In an interview published Thursday in Japan's Nikkei business daily, Turkish Prime Minister Recep Tayyip Erdogan, who is to host Japanese counterpart Shinzo Abe on Friday, said that Mitsubishi Heavy Industries and the French group Areva would lead the consortium chosen to build the nuclear plant.
The Nikkei report said that Turkey had faith in the technological prowess of Japan's nuclear industry and believed it had learned from the tsunami-triggered nuclear disaster at Fukushima in 2011.
"Erdogan said Japan has experience and know-how in coping with earthquakes. He also said that Japan has learned from the Fukushima Daiichi disaster," the paper said. Like Japan, Turkey lies in an earthquake-prone region of the world.

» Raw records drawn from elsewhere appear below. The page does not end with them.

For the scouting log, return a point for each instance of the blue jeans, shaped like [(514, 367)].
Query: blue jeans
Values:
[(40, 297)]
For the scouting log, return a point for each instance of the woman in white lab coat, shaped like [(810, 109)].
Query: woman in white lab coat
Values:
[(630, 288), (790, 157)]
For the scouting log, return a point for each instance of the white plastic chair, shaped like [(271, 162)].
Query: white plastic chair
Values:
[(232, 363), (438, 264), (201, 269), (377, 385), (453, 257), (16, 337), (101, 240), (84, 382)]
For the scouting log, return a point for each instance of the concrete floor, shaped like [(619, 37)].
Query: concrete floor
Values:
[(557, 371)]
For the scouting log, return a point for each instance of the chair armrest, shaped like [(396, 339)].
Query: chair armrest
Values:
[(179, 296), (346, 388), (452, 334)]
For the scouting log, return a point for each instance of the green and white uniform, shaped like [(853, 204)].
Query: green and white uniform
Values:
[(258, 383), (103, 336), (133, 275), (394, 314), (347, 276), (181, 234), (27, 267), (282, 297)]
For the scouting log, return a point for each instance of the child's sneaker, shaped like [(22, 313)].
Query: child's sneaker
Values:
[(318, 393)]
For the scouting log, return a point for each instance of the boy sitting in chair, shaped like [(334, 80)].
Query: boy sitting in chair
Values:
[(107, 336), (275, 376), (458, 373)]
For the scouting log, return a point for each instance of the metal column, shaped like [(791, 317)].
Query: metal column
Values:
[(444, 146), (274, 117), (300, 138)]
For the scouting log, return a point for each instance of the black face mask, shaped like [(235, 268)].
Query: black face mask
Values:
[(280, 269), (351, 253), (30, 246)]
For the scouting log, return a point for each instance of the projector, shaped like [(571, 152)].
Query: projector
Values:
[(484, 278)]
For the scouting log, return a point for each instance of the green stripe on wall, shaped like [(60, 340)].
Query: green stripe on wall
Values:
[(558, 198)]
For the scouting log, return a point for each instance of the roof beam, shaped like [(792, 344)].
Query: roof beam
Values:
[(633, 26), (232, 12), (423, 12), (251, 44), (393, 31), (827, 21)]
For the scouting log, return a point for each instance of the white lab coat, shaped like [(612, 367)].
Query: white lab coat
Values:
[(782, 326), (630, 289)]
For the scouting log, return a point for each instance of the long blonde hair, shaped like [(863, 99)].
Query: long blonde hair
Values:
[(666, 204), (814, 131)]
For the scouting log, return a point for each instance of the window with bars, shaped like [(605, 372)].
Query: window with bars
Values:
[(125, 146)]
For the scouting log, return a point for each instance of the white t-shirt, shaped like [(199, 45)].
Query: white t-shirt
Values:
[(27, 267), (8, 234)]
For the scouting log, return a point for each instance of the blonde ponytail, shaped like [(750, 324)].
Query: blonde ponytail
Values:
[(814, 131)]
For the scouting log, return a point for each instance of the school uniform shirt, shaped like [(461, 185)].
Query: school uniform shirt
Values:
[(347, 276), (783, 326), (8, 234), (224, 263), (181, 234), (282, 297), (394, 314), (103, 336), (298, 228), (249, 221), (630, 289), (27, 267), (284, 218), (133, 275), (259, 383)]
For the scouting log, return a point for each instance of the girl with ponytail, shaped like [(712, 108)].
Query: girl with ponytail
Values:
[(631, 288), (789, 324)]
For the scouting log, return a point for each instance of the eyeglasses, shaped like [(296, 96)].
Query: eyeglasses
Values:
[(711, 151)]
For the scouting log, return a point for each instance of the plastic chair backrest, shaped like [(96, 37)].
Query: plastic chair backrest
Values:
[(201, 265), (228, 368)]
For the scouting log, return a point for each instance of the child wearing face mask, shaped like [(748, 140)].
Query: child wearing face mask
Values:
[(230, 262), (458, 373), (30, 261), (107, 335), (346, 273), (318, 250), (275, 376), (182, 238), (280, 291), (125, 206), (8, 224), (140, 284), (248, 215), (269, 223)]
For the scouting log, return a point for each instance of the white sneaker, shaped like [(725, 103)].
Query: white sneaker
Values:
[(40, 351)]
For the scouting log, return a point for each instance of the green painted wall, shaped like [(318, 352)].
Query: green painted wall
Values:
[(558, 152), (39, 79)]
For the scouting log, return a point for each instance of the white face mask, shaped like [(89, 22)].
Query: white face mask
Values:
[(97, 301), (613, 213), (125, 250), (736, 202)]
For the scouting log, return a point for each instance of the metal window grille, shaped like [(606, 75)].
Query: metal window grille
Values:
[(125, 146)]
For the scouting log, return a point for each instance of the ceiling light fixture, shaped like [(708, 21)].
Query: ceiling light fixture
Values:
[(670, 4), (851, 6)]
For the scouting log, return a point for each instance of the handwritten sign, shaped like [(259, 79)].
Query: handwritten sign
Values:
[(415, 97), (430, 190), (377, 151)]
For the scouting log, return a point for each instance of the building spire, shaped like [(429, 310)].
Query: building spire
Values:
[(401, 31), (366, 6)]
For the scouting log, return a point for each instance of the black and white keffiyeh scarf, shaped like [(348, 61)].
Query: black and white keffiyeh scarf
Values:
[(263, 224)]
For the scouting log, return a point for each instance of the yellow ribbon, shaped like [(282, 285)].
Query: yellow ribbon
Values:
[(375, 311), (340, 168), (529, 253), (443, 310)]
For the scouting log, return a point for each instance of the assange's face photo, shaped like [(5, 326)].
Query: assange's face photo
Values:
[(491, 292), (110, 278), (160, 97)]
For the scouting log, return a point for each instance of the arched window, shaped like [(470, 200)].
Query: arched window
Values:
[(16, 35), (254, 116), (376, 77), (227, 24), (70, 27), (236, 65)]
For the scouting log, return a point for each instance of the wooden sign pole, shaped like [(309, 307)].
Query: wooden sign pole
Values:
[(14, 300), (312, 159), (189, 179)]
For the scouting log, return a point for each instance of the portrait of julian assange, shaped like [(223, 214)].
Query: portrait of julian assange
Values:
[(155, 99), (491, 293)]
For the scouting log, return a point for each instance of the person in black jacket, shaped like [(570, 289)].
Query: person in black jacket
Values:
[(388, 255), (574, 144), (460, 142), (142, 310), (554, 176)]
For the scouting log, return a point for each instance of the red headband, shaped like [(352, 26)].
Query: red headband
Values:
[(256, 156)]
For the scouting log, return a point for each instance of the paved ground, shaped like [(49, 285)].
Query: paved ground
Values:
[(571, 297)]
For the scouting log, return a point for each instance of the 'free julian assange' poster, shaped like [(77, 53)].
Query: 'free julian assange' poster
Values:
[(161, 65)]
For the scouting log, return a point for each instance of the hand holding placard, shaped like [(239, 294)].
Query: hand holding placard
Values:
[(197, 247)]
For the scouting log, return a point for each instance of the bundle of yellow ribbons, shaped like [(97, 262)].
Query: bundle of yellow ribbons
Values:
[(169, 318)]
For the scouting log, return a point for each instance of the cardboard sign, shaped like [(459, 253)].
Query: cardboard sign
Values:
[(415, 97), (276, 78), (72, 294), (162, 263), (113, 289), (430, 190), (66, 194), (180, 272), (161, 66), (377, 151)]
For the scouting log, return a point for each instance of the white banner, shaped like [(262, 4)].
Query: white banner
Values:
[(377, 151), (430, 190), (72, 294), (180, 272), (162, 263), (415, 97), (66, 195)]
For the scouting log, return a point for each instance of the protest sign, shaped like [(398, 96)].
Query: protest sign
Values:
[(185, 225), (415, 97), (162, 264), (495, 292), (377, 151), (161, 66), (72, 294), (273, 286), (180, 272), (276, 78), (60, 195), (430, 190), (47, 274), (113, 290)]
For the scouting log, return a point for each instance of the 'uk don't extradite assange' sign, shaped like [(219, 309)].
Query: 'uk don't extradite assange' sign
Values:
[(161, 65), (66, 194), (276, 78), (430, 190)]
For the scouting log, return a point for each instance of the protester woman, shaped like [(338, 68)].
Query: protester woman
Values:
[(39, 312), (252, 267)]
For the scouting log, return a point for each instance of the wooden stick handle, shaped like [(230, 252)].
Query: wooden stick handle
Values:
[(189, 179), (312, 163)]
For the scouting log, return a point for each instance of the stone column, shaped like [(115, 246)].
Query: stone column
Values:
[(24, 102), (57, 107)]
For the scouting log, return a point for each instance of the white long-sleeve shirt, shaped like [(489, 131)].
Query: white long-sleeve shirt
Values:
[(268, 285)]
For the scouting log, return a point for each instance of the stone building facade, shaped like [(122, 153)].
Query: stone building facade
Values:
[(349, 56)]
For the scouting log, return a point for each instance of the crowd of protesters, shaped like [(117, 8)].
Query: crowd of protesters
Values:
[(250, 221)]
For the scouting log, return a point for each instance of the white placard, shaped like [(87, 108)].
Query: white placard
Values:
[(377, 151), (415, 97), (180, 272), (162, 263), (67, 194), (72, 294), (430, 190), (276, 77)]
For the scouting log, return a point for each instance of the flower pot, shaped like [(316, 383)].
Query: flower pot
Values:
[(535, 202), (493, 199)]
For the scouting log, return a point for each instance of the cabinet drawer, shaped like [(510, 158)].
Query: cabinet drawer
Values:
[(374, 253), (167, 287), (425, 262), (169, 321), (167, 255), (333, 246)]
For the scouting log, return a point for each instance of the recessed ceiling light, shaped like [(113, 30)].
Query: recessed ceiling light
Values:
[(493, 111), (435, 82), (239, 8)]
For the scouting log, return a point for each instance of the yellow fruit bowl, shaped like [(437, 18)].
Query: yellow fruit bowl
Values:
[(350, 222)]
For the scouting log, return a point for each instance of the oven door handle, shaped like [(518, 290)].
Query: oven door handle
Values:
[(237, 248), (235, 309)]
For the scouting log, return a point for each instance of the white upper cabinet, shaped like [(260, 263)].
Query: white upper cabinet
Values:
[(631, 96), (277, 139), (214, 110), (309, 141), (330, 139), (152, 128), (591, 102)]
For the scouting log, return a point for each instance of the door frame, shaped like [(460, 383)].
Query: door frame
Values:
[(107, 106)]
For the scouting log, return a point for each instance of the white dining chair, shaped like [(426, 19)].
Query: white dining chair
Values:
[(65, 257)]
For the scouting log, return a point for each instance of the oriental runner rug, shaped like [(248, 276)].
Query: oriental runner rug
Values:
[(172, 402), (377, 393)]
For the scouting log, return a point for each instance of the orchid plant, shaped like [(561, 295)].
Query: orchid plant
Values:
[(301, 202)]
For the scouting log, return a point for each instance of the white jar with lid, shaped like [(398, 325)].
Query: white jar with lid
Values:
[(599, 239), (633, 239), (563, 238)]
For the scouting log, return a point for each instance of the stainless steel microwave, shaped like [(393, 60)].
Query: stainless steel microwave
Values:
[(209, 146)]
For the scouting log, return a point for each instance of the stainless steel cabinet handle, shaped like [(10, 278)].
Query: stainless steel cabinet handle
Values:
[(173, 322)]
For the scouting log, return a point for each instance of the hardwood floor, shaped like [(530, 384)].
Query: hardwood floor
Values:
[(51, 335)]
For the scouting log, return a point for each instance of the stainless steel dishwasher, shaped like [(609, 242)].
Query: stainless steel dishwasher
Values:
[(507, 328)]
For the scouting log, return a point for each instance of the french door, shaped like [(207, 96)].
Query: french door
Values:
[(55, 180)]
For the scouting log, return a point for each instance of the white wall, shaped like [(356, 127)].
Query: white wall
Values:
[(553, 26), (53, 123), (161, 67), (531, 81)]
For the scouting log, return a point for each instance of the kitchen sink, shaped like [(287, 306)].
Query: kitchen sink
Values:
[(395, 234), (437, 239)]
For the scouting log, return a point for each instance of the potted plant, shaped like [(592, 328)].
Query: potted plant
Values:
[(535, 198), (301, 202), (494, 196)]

The Sinop plant could lead to more nuclear reactor construction in Turkey for Japanese firms, the prime minister added.
"Turkey would welcome a Japanese bid on a proposed third plant and is working to select a site," Erdogan said according to an English-language version of the report.
"The country wants to have as many reactors as possible in operation by 2023," he added.
The Sinop plant will comprise four reactors with combined output of 4,800 megawatts, according to the unnamed energy ministry official, who did not say when the generator was expected to be completed.
Japanese, Chinese, South Korean and Canadian nuclear power groups had competed for the project, and the deal marks Japan's first successful public-private bid for an overseas nuclear plant project since the nuclear disaster in Fukushima.
Turkey, which relies heavily on gas and oil imports from Russia and Iran, wants to build a total of three nuclear power plants to reduce its dependence on foreign energy supplies.
In 2010, Ankara struck a deal with Russia to build the country's first power plant at Akkuyu, in southern Turkey.